Reputation: 2694
I'm trying to calculate CPU / GPU FLOPS performance but I'm not sure if I'm doing it correctly.
Let's say we have:
This Wiki page says that Kaby Lake CPUs compute 32 FLOPS (single precision FP32) and Pascal cards compute 2 FLOPS (single precision FP32), which means we can compute their total FLOPS performance using the following formulas:
CPU:
TOTAL_FLOPS = 2.8 GHz * 4 cores * 32 FLOPS = 358 GFLOPS
GPU:
TOTAL_FLOPS = 1.3 GHz * 768 cores * 2 FLOPS = 1996 GFLOPS
[SOLVED] Most of the guides I've seen (like this one) are using physical cores in the formula. What I don't understand is why not use threads (logical cores) instead? Weren't threads created specifically to double the floating point calculations performance? Why are we ignoring them then?
Am I doing it correctly at all? I couldn't find a single reliable source for calculating FLOPS, all the information on the internet is contradicting. For the i7 7700HQ Kaby Lake CPU I found FLOPS values as low as 29 GFLOPS even though the formula above gives us 358 GFLOPS. I don't know what to believe.
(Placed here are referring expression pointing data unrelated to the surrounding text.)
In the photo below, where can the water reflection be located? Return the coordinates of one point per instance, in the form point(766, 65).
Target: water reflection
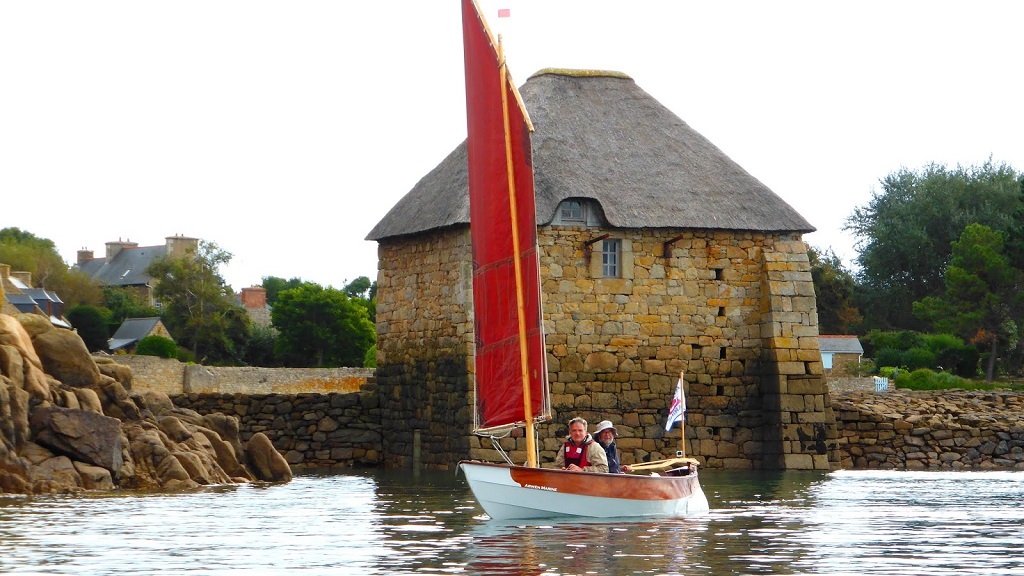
point(394, 523)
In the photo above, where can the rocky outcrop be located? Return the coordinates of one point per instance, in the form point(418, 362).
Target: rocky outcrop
point(68, 423)
point(940, 429)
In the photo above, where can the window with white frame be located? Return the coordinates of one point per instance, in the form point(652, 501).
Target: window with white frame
point(611, 257)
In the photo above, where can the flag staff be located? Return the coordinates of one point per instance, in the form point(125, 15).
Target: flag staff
point(682, 422)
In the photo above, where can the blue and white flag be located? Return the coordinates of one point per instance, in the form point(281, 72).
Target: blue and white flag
point(677, 411)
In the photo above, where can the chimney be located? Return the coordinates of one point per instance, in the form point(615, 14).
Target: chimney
point(114, 247)
point(178, 246)
point(254, 297)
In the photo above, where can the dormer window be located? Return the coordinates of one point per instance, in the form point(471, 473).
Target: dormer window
point(578, 212)
point(572, 211)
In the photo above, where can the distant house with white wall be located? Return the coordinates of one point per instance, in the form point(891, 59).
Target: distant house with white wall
point(124, 263)
point(840, 352)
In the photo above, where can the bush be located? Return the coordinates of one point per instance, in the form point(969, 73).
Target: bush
point(186, 356)
point(157, 345)
point(877, 340)
point(863, 368)
point(918, 358)
point(962, 361)
point(889, 357)
point(939, 342)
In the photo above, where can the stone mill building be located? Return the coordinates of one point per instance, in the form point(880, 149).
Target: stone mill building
point(658, 255)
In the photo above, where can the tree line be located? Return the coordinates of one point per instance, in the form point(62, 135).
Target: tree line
point(940, 251)
point(937, 282)
point(311, 325)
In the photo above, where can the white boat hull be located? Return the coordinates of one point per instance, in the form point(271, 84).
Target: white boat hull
point(517, 492)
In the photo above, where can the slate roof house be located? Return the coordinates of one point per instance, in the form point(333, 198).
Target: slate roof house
point(19, 296)
point(124, 263)
point(134, 329)
point(658, 255)
point(840, 352)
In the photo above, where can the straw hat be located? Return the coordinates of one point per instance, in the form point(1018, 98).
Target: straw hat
point(603, 425)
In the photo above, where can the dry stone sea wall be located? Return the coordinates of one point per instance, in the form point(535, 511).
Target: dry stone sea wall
point(942, 429)
point(312, 430)
point(173, 377)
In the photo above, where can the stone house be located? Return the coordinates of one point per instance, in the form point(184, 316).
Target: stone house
point(134, 329)
point(658, 255)
point(124, 263)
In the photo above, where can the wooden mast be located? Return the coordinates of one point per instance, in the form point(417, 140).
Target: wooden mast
point(519, 302)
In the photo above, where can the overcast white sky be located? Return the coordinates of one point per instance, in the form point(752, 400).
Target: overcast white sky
point(284, 131)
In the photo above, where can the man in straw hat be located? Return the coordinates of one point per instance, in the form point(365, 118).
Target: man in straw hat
point(605, 435)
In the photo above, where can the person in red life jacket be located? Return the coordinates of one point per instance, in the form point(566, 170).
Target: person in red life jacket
point(581, 453)
point(605, 435)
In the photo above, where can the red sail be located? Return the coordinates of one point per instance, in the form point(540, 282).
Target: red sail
point(499, 367)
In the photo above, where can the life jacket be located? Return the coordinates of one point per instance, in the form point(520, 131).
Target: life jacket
point(612, 453)
point(578, 454)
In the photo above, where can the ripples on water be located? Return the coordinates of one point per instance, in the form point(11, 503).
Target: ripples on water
point(390, 523)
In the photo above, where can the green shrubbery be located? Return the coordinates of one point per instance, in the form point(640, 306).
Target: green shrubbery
point(913, 351)
point(157, 345)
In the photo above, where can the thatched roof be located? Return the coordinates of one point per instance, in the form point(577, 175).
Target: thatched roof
point(600, 136)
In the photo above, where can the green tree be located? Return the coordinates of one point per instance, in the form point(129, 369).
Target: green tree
point(260, 351)
point(834, 289)
point(274, 285)
point(364, 292)
point(157, 345)
point(90, 322)
point(200, 309)
point(321, 327)
point(981, 293)
point(905, 233)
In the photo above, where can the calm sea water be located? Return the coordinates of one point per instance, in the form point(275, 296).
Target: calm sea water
point(394, 523)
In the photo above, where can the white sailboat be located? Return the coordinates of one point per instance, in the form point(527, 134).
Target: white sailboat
point(511, 384)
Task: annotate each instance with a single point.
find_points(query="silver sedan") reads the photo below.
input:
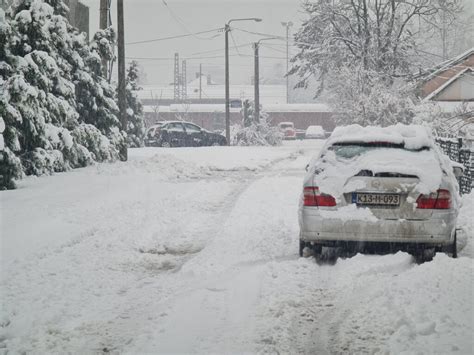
(380, 190)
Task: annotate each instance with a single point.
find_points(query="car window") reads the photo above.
(175, 127)
(151, 132)
(190, 128)
(349, 150)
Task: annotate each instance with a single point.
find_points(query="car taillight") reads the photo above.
(439, 200)
(313, 197)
[EDITED] Is there a cross-platform (Win, Mac, Linux) library in Node.js / Python / C++ that gets all the GPU stats like shading cores, clock, FP32 and FP64 FLOPS values so I could calculate the performance myself, or a library that automatically calculates the max theoretical FP32 and FP64 FLOPS performance by utilizing all available CPU / GPU instruction sets like AVX, SSE, etc? It's quite ridiculous that we cannot just get the FLOPS stats from the CPU / GPU directly, instead we have to download and parse a wiki page to get the value. Even when using C++, it seems (I don't actually know) we have to download the 2 GB CUDA toolkit just to get access to the Nvidia GPU information - which would make it practically impossible to make the app available for others, since no one would download a 2 GB app. The only library I could find is a 40 year old C library, written when advanced instructions didn't even exist yet.
Upvotes: 0
Views: 2867